Une mise en évidence d’un désir de se battre, même quand le monde est dur. Les frontières entre les genres ont longtemps semblé appartenir au passé. Un record d’ambitions très élevées, mais avec un esprit farouchement indépendant en son cœur, c’est le point d’épanouissement de PVRIS.

***1/2


Plague Organ : «Orphan»

1 septembre 2020

Autre incursion expérimentale dans le black metal néerlandais, Plague Organ est un projet de Rene Aquarius (Dead Neanderthals, Cryptae, et bien d’autres) et de l’ingénieur du son Marlon W. Une seule composition de quarante minutes, intitulée eOrphane, est leur première offrande horrible à nos oreilles collectives, grâce à Sentient Ruin Laboratories.

Si on connaît bien les autres groupes de Rene, on sait qu’il valut mieux deviner ce que Plague Organ pouvait représenter, mis à part le fait que je m’attendais à une approche expérimentale et repoussant les limites du métal extrême. En cela,on n’a certainement pas tort. Cependant, ce nouveau véhicule a quand même réussi à surprendre et Orphan représenter ainsi une altérité plus décalée.

Plague Organ embrasse toutes ces facettes qui font que les amateurs de black et de death metal désirent leurs fameux sons déformés ; ceux-ci étant des atmosphères oppressantes, des arrangements labyrinthiques, un rythme étouffant et des chants frénétiques, provoquant des acouphènes. Mais plus que tout ce que je pourrais nommer, ce projet avale aussi le désir d’expérimenter avec des psychédélismes abstraits, des improvisations libres et des paysages sonores sombres et ambiants.

Orphan est, par nécessité, un album cérébral et un album pour les aficionados des extrêmes de la musique lourde. Je ne peux pas imaginer ce qu’un non-initié au black ou au death metal ferait de cet album, ni même ceux qui ont un simple livret des ancêtres du genre. Plague Organ peut atteindre une qualité intemporelle avec l’album, mais il ressemble aussi à la quintessence d’un projet musical du 21e siècle.

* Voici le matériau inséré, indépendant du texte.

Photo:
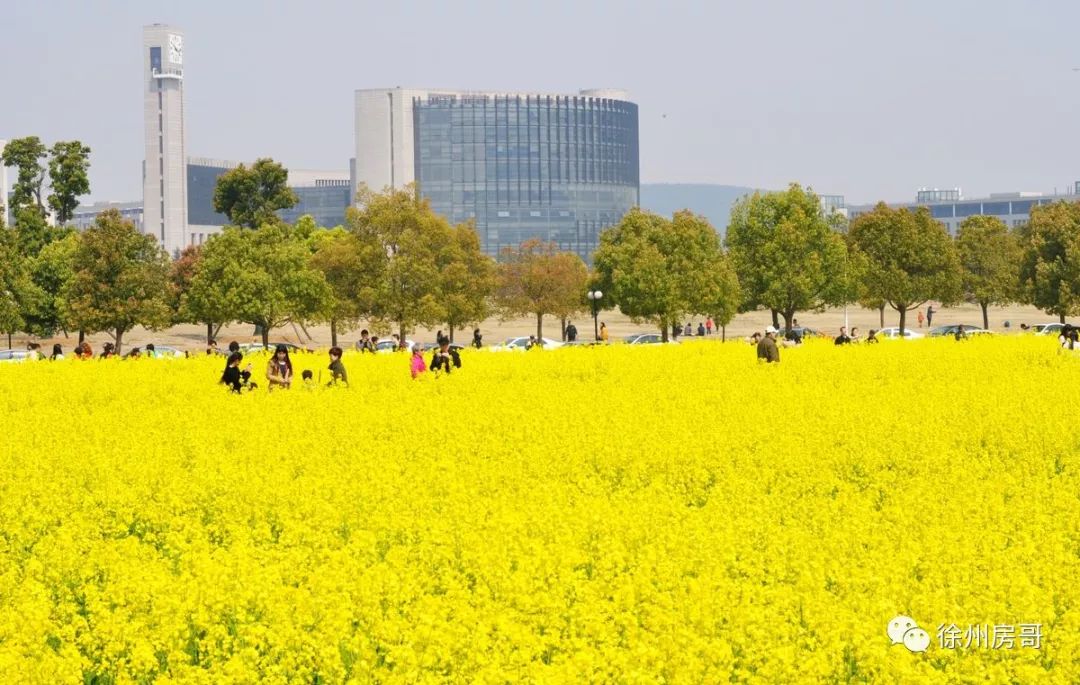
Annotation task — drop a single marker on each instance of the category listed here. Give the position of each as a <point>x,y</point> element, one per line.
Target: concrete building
<point>520,165</point>
<point>164,173</point>
<point>950,207</point>
<point>85,214</point>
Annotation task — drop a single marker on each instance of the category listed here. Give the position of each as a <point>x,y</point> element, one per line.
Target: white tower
<point>164,172</point>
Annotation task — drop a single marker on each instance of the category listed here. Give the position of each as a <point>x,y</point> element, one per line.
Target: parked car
<point>893,333</point>
<point>937,332</point>
<point>646,338</point>
<point>520,343</point>
<point>14,356</point>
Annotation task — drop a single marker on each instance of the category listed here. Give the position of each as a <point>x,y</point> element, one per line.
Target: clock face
<point>175,49</point>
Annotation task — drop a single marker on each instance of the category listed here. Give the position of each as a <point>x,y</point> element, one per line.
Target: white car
<point>517,345</point>
<point>893,333</point>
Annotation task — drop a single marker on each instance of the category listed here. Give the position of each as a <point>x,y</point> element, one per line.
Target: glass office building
<point>556,168</point>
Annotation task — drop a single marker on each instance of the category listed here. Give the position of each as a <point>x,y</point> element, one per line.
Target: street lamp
<point>594,298</point>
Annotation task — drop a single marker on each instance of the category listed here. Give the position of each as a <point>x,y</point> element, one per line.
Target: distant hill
<point>712,201</point>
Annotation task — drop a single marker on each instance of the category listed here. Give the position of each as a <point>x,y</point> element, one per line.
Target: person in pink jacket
<point>417,365</point>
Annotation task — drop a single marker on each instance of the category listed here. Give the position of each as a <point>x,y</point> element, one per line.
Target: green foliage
<point>904,258</point>
<point>260,277</point>
<point>67,172</point>
<point>787,254</point>
<point>119,280</point>
<point>538,280</point>
<point>251,197</point>
<point>469,279</point>
<point>1050,267</point>
<point>26,155</point>
<point>401,239</point>
<point>989,256</point>
<point>660,270</point>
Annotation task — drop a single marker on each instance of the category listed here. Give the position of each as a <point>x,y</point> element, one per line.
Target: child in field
<point>338,373</point>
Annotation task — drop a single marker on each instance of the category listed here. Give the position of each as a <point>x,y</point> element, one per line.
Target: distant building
<point>949,207</point>
<point>520,165</point>
<point>85,214</point>
<point>164,180</point>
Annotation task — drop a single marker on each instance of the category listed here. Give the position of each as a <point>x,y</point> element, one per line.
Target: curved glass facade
<point>555,168</point>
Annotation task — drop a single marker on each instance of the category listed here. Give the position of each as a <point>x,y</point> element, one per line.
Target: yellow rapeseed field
<point>650,514</point>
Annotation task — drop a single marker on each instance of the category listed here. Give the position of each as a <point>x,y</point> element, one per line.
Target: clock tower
<point>164,171</point>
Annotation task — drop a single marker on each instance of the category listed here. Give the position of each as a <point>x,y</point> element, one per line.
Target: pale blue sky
<point>868,99</point>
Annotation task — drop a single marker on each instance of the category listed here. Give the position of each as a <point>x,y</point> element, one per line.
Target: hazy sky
<point>867,99</point>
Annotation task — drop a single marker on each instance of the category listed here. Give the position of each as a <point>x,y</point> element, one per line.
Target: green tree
<point>68,163</point>
<point>536,279</point>
<point>787,253</point>
<point>990,256</point>
<point>338,256</point>
<point>1050,268</point>
<point>119,281</point>
<point>402,239</point>
<point>469,279</point>
<point>26,155</point>
<point>51,271</point>
<point>260,277</point>
<point>906,258</point>
<point>252,197</point>
<point>660,270</point>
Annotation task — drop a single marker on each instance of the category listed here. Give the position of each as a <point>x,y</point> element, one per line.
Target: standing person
<point>338,373</point>
<point>280,368</point>
<point>767,347</point>
<point>416,363</point>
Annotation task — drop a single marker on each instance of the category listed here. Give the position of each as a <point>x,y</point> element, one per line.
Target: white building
<point>164,174</point>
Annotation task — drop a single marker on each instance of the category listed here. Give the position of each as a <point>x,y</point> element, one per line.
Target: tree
<point>252,197</point>
<point>660,270</point>
<point>990,256</point>
<point>338,256</point>
<point>261,277</point>
<point>26,155</point>
<point>1050,267</point>
<point>469,279</point>
<point>536,279</point>
<point>906,258</point>
<point>402,239</point>
<point>787,253</point>
<point>67,173</point>
<point>119,279</point>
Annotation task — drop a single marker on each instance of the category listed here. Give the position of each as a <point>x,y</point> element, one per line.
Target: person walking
<point>280,370</point>
<point>416,363</point>
<point>571,332</point>
<point>767,347</point>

Les percussions de Rene sont au cœur de cet album profondément curieux et particulier. Tout au long des quarante minutes que dure l’album, le rythme du souffle reste une constante imperméable et implacable. Orphan crée ainsi un effet hypnotique, quelque part entre un high naturel et le début d’un mal de tête. Des percussions supplémentaires et un ensemble de basses, de synthés et de bruits de bourdonnement provoquent une hallucination auditive unique. Ces divergences ne finissent jamais, elles n’atteignent jamais le zénith du pic ou un nadir impie, elles ne créent jamais une brève structure à laquelle se raccrocher pendant la tornade sonore – et c’est là que réside le cœur et la tension d’Orphan.

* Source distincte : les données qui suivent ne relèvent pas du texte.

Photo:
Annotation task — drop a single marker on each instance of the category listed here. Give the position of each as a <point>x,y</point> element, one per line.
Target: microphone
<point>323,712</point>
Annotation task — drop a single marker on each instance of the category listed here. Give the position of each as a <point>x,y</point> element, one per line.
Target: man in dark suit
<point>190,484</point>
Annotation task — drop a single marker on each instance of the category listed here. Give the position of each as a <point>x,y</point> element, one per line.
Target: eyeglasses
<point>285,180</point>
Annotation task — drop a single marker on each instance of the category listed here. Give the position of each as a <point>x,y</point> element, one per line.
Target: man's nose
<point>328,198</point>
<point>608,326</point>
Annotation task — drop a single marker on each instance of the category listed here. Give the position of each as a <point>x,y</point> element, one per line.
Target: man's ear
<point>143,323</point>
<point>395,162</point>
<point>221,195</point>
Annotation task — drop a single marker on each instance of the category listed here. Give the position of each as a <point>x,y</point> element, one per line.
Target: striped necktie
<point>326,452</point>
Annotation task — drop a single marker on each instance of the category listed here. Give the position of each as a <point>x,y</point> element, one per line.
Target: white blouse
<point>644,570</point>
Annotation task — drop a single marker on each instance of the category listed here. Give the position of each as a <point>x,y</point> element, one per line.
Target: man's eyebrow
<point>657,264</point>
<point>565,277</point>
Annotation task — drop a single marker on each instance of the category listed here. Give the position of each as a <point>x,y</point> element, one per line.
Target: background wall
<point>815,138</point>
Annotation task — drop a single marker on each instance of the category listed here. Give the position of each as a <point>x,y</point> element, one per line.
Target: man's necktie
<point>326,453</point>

Ce long-métrage est fractal, toujours ramifié et dans sa forme de semi-finalité et d’état quasi inachevé, ce déséquilibre apporte paradoxalement à l’auditeur l’élément central de l’album. La voix influencée par le death-metal est peut-être un autre talisman, une autre garantie qui donne à l’auditeur – témoin ? – Plague Organ la force d’endurer les ravages de son temps de fonctionnement.

Orphan est un triomphe du métal extrême marginal, de l’improvisation libre et du pouvoir que l’on peut exercer lorsqu’on est libre, sans points de référence et en abandonnant les instruments traditionnels (c’est-à-dire la guitare) du genre que vous continuez à habiter. Totalement gauchiste, avant-gardiste et sans aucune apologie artistique, Plague Organ a livré l’une des sorties les plus inquiétantes et intrigantes, peu orthodoxes et innovantes de 2020. Trop peu conventionnel pour la plupart, mais ceux qui sont prêts à se soumettre et à se plonger dans les eaux les plus sombres de l’arrière-pays sans frontières de l’extrême métal trouvera beaucoup à admirer ici.